Бонковский и Олеся лепетали, дразнили друг друга, шутили так, будто Балабухи и в хате не было. Мельхиседек только поглядывал на Марту, а Марта на Мельхиседека.
— Что это за намитка сидит у вас за самоваром? — тихонечко спросил у Олеси Бонковский.
— Это сваха: приехала меня сватать, — сказала шёпотом Олеся.
— Так вы выйдете замуж за эту намитку? — зашептал Бонковский и расхохотался на всю хату.
Олеся едва удержала смех, даже губы прикусила. Гости переглядывались, разговаривая за чаем. Балабуха сидел надувшись.
— Хотите посмотреть на мои цветы? — сказала Олеся, вскочив со стула.
— Почему бы и не посмотреть! Цветы и прекрасные панны — моя приманка, — тихонько сказал Бонковский, выходя за Олесей в сени.
Балабуха вспомнил, что Олеся говорила ему те же самые слова, и подумал, не собирается ли она во второй раз обручиться с этим паничем. Он встал, взял картуз и вышел в сад вслед за Олесей.
Олеся побежала по дорожке к цветам и щебетала на лету, как птица. Бонковский бежал за ней следом, а солидный Балабуха едва догнал их возле грядок фиалок и астр.
— Гляньте, пан Бонковский, какие чудесные мои цветочки! — сказала Олеся, наклоняясь над грядкой и вырывая фиалки. Бонковский наклонился и себе возле неё так, что их руки и плечи прижались, и начал рвать цветы. Олеся вырвала фиалку и дала нюхать Бонковскому.
"Даёт нюхать точь-в-точь так, как и мне давала нюхать. А ну, заставит ли она и его есть цветы, как меня заставляла?" — подумал Балабуха.
Однако Олеся не велела Бонковскому пастись на цветах, только побежала по дорожке в сад, напевая весёлую песенку. Бонковский погнался за ней следом, а Балабуха и себе потюпал вслед за ними.
"Ей-богу, ведёт панича туда, куда и меня водила. А ну, велит ли она этому панку лезть на скалы? — подумал Балабуха. — Если только велит, то, наверное, она сегодня во второй раз станет на обручение с этим паничем".
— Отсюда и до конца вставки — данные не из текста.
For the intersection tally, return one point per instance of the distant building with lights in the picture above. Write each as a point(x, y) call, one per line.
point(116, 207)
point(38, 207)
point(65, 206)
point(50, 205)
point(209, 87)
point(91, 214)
Олеся добежала до конца сада, взглянула на Рось, на скалы, покрутилась во все стороны, запела песенку, однако не велела Бонковскому лезть ни в воду, ни на скалы. Балабухе стало легче на душе. Он любовался тем, как Олеся бегала, вертелась, даже скакала и тихо пела весёлую песенку. Бонковский лепетал и не давал Балабухе слова сказать Олесе.
— Это мой жених, — шепнула Олеся Бонковскому, — я иду за него замуж.
— Ой, Матерь Божья! — тихо произнёс Бонковский, трагически приложив руку к сердцу и подняв сладкие глаза к небу.
— Чего вы так поднимаете глаза к небу? — зашептала Олеся.
— Чего, чего?.. Ой вы, панны! Ой вы, цветы! Вы не знаете, отчего мы поднимаем глаза к небу! — тихо шептал Бонковский. — Если бы вы знали, что теперь творится в моём сердце! — говорил он, откинув одну руку, а другую приложив к сердцу. — Я прыгну с этой скалы в воду!
— А ну, прыгайте, а я посмотрю! Я отродясь не видела, как паничи прыгают со скал в воду, — сказала Олеся, улыбаясь.
— Ой вы, панны! Ох! — вздохнул Бонковский и замолчал, увидев Балабуху, который их догнал.
Балабухе хотелось столкнуть панка со скалы в воду. Ему показалось, что панок хочет отбить у него Олесю.
Олеся увидела, что Балабуха надулся и нахмурил брови, догадалась, что надо перестать заигрывать с Бонковским.
Она замолчала, старалась быть важной, но не сумела.
Бонковский сыпал комплиментами, шутил, а Олеся не выдержала и снова начала хохотать. Чтобы сдержать себя, она подала Балабухе руку. Он взял её под руку, и они поплелись к хате.
В хате старшие говорили о своих делах и начали договариваться о дне свадьбы.
— Свадьбу откладывать надолго совсем не годится. Через неделю или через две начинаем свадьбу. В субботу пеките шишки да каравай, а в воскресенье и к венчанию, а то ещё Харитон отнимет приход, — сказала сваха Марта.
— Какие шишки? Мы не думаем печь шишек, — сказала Терлецкая. — Это очень простой обычай.
— Да как же это будет, моё серденько! — крикнула Марта. — Это будет и не по-модному, и не по-Божьему. Где же это справлять свадьбу без шишек! В субботу мы приедем, если пригласите, да испечём каравай и шишки, да и погуляем, и потанцуем по-стариковски, — допрашивалась сваха.
Терлецкая только рукой махнула. Марта стиснула зубы и надулась.
А Бонковский, не обращая внимания на сватов, точил лясы и хохотал с Олесей. Сваты искоса поглядывали то на Бонковского, то на Олесю и переглядывались между собой. Марта обиделась за шишки и начала прощаться. Балабуха встал с места и, очевидно с большим усилием, стал собираться в дорогу.